HOME

BKA untersucht Verdachtsfälle: Möglicherweise weitaus mehr Opfer rechter Gewalt

Nach dem Versagen der Sicherheitsbehörden im Fall des NSU hat das BKA 3300 ungeklärte Tötungsdelikte auf rechte Tatmotive untersucht. Das Ergebnis erschreckt sogar Experten.

Die Zahl der Opfer rechter Gewalt könnte deutlich höher sein als bisher bekannt. Wie die "Neue Osnabrücker Zeitung" ("NOZ") berichtet, hat das Bundeskriminalamt 3300 vollendete und versuchte Tötungsdelikte aus den Jahren zwischen 1990 und 2011 untersucht. Demnach gibt es in 746 Fällen Hinweise darauf, dass die Taten rechtsextremistisch motivert gewesen sein könnten. Bei diesen Verbrechen gab es 849 Opfer.

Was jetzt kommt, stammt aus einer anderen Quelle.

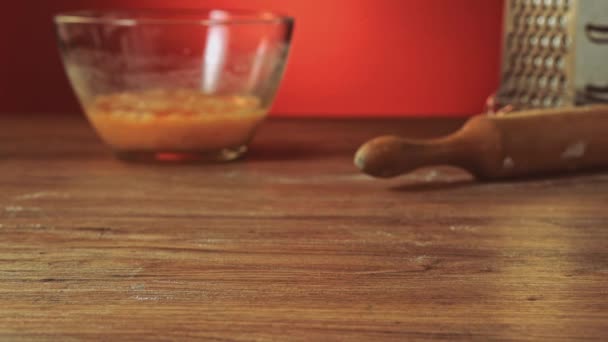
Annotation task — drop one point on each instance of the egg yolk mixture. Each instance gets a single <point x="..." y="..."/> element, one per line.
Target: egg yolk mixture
<point x="174" y="120"/>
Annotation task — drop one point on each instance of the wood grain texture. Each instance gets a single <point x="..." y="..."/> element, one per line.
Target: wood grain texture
<point x="290" y="244"/>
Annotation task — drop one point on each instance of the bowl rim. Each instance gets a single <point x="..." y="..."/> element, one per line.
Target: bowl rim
<point x="127" y="17"/>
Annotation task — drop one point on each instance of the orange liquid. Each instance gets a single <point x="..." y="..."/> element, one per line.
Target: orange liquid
<point x="175" y="120"/>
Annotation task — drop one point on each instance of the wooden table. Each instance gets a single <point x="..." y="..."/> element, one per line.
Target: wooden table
<point x="290" y="244"/>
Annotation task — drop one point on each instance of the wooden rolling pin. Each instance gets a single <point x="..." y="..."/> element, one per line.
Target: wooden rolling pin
<point x="533" y="142"/>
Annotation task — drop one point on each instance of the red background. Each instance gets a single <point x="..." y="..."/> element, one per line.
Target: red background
<point x="349" y="57"/>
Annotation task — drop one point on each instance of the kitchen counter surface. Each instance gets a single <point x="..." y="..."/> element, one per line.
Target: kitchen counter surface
<point x="291" y="243"/>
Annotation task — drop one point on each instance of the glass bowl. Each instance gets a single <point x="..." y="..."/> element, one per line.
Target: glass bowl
<point x="175" y="84"/>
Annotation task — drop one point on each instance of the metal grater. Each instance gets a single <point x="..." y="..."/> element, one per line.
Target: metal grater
<point x="555" y="53"/>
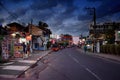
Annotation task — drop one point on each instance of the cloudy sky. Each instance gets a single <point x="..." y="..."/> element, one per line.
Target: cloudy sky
<point x="62" y="16"/>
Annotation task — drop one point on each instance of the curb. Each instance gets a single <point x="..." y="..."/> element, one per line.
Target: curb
<point x="33" y="65"/>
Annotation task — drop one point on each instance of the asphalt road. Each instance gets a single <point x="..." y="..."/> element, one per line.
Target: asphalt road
<point x="72" y="64"/>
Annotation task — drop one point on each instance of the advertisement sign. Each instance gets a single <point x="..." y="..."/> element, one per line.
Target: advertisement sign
<point x="18" y="48"/>
<point x="5" y="53"/>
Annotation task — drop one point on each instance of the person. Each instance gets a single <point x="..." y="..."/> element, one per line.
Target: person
<point x="85" y="48"/>
<point x="28" y="49"/>
<point x="24" y="49"/>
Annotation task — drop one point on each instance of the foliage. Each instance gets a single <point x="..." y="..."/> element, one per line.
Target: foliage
<point x="110" y="36"/>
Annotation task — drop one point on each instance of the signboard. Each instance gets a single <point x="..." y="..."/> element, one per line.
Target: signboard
<point x="18" y="50"/>
<point x="5" y="53"/>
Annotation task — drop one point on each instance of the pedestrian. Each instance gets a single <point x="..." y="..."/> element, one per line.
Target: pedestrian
<point x="28" y="49"/>
<point x="85" y="48"/>
<point x="24" y="49"/>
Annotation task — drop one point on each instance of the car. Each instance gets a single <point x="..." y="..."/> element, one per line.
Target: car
<point x="55" y="47"/>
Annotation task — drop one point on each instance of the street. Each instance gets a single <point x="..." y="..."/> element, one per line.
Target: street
<point x="72" y="64"/>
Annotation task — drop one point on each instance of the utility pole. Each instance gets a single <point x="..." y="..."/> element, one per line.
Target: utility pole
<point x="93" y="9"/>
<point x="30" y="31"/>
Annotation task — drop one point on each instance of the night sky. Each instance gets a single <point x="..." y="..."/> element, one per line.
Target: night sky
<point x="62" y="16"/>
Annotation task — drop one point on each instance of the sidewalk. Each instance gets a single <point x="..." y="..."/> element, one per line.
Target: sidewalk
<point x="108" y="56"/>
<point x="16" y="67"/>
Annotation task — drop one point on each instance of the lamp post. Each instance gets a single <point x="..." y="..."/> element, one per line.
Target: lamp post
<point x="94" y="26"/>
<point x="12" y="44"/>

Bisher spricht die Bundesregierung von 60 Todesfällen, für die Neonazis verantwortlich sind. Dazu werden auch die zehn Opfer des Nationalsozialistischen Untergrundes (NSU) gezählt. Im November 2011 war bekannt geworden, dass die Terrorzelle über Jahre unbemerkt gemordet hatte. Unentdeckt bleib der rechtsextreme Hintergrund lange Zeit, weil Ermittler zunächst eine rechtsextremistische Motivation der Taten ausgeschlossen hatten. Diesen Fehler scheinen die Sicherheitsbehörden nachträglich beheben zu wollen: Sie haben laut "NOZ" einen Indikatorenkatalog entwickelt, mit dem bisher ungelöste Fälle gefiltert wurden.

Zweifel an den offiziellen Zahlen gibt es schon lange. Recherchen des "Tagespiegels" und der "Zeit" hatten erst Anfang des Jahres ergeben, dass es seit der Wiedervereinigung mindestens 152 Todesopfer rechter Gewalt gab. Trotzdem erschreckt das Ergebnis Rechtsextremismus-Experten. So wird in einem Blogbeitrag auf "Publikative.org" befürchtet, das abschließende Ergebnis könnte "eine neue Dimension rechtextremistischer Gewalt offenbaren".